Strangely, the Fairmont seemed to absorb them all with remarkably little fuss; we got used to the little group of stragglers standing outside the door of the meeting room attempting to hear, the social niceties of climbing over other people on the way to the front of the room, the mad dash to get a cup of coffee in the 3 o'clock break before the tanks ran empty.

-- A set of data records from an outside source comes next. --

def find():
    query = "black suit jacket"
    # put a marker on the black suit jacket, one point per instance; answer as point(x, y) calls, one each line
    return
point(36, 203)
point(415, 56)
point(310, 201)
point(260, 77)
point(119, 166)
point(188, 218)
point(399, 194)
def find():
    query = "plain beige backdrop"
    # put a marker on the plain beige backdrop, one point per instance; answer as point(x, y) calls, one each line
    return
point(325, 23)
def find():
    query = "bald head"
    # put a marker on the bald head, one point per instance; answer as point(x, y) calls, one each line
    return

But apart from that, it was remarkably normal. Just another IETF, with the level of acrimony even seeming somewhat dampened by the influx of people.
Consider the following:
What these groups have in common is that very few of them are old
hands at IETF process, they contain large numbers of people that are
used to other processes, other mindsets, and do not "get the Internet
spirit".
It's far from clear that this means that they are wrong and we are
right. But it's very clear that a culture clash exists, and that some
rapid education is in order if these groups are to function well
within the IETF structure.
At the same time, that culture itself is, as always, changing. This week we've explored the possibility of imposing a whole new raft of requirements on Internet standards, including documenting protocols' internationalization, scalability and manageability, in addition to the ubiquitous "security section" (where "not considered" will from now on be considered equivalent to "do not publish this document"). To some, this means that formality takes the place of creativity; to others, this is just taking the wisdom gathered through the old, informal process and putting it where people new to the process can get at it.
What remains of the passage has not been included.